Introduction
Knowing when to use #count, #length, or #size can be confusing and using the wrong method can lead to avoidable increased database usage.
Namely, these issues arises in the form of undesired database queries.
The differences between these methods are subtle and can be easily overlooked.
Let’s explore the differences between these methods and when to use each one in the context of Rails.
ActiveRecord vs Array and Hash
First of all its important to note that the behavior of these methods only differs when dealing with an ActiveRecord::Relation.
When dealing with an Array or a Hash, all three methods will effectively be the same.
For this post we will be using an example of an ActiveRecord::Relation to illustrate the differences between these methods:
class Order < ActiveRecord::Base; end
orders = Order.all
order.class
=> Order::ActiveRecord_Relation
#count, #length, and #size
Let’s explore the differences between these methods in detail:
#countwill always execute a database query to count the number of records in the relation using SQL.#lengthwill first execute the SQL query to load all matching rows into memory and then returnsArray#size.#sizeif the records have already been loaded into memory run#lengthotherwise it will execute#count.
| Method | Records not loaded | Records loaded |
|---|---|---|
#count | Executes SQL COUNT query | Executes SQL COUNT query |
#length | Loads all records into memory, then returns Array#size | Returns Array#size |
#size | Executes SQL COUNT query | Returns Array#size |
Examples
Let’s explore the differences between these methods in practice.
orders = Order.all
orders.count # SELECT COUNT(*) FROM "orders"
orders = Order.all
orders.length # SELECT COUNT(*) FROM "orders"
orders = Order.all
orders.size # SELECT COUNT(*) FROM "orders"
Note that an SQL query is executed in all cases since the relation is not loaded into memory. Now if we load the relation into memory first, the behavior of these methods will differ.
orders = Order.all.load
orders.count # SELECT COUNT(*) FROM "orders"
orders = Order.all
orders.length # no query
orders = Order.all
orders.size # no query
Note that an SQL query is not executed with #length or #size since the relation is already loaded into memory.
# BAD
orders = Order.all
orders.size # SELECT COUNT(*) FROM "orders"

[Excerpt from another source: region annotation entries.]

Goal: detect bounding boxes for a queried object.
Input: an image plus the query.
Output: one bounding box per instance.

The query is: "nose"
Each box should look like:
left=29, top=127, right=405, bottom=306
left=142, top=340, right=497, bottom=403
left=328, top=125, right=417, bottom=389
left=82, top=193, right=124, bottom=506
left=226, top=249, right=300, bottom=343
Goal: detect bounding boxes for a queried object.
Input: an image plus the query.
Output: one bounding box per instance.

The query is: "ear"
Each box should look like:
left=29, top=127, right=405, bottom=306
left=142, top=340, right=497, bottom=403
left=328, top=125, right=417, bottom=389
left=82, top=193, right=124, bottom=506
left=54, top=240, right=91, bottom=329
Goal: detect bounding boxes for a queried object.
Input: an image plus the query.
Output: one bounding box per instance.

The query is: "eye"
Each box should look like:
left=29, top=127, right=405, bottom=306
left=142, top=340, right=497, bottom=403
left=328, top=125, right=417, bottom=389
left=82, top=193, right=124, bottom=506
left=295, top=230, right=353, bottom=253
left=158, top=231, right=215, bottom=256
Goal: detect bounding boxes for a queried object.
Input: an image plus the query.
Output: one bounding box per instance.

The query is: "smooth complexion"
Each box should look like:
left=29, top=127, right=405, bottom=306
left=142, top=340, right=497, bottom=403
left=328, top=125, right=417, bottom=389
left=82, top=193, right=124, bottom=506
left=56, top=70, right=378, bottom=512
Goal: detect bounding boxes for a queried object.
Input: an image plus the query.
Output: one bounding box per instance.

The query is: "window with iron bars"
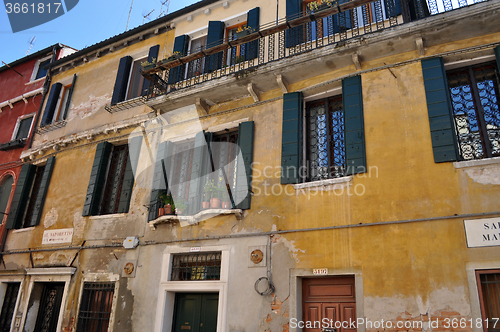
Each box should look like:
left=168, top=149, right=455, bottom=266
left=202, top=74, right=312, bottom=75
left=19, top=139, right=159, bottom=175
left=76, top=282, right=115, bottom=332
left=306, top=95, right=345, bottom=181
left=446, top=62, right=500, bottom=160
left=170, top=252, right=221, bottom=281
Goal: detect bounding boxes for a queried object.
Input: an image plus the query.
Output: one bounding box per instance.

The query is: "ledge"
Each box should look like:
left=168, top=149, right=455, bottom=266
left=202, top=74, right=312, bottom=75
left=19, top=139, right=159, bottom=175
left=148, top=209, right=242, bottom=231
left=292, top=175, right=354, bottom=190
left=453, top=157, right=500, bottom=168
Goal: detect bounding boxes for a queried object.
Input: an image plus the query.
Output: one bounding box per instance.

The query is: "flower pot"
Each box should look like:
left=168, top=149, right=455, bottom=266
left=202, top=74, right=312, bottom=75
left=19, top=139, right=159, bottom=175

orders.each { } # SELECT "orders".* FROM "orders"
# BAD
orders = Order.all
orders.each { } # SELECT "orders".* FROM "orders"
orders.count # SELECT COUNT(*) FROM "orders"
# GOOD
orders = Order.all
orders.each { } # SELECT "orders".* FROM "orders"
orders.size # no query
Note that the order of methods used matters. If you are using #each or #map to enumerate the records, this will load the records into memory first.
After then records have been loaded into memory then you can use #size or #count to avoid a second unnecessary query with #count, like in the second example above.
Notes on performance
If database usage is of concern and if records were already going to be loaded into memory eventually,
it is best to count the number of records in a relation after they have already been loaded into memory.
This effectively reduces the number of queries that will be executed.
For example, #each first then #size and not the other way around.
orders = Order.all
orders.each { } # SELECT "orders".* FROM "orders"
orders.size # no query
However, if there are many records, for example, 10'000 or more.
They should probably not loaded into memory all at once and could potentially cause other issues.
We might opt for #find_each instead, which queries the database in batches of 1'000 records at a time by default.
This will avoid the huge memory allocation of loading all records into memory at once but wil also change our strategy for counting the number of records.
We could use #count, #length or #size and all will perform an SQL query.
In this case the order of method we choose to use does not matter as the result is the same.
orders = Order.all # 10_000 records
orders.find_each { } # 10 queries
# SELECT "orders".* FROM "orders" WHERE "orders"."id" > 1000 ORDER BY "orders"."id" ASC LIMIT 1000
orders.count # 1 query
I will crate a full post on Find vs Find Each vs Find In Batches in Rails coming soon!
Summary
#count will always execute a database query.
#length will first execute the SQL query to load all matching rows into memory if they haven’t already.
#size will only execute a database query if the records have not been already been loaded into memory.
If there are less than 1'000 records, #load them into memory first and then use #size.
If there are more than 10'000 records, use #find_each and then use #count.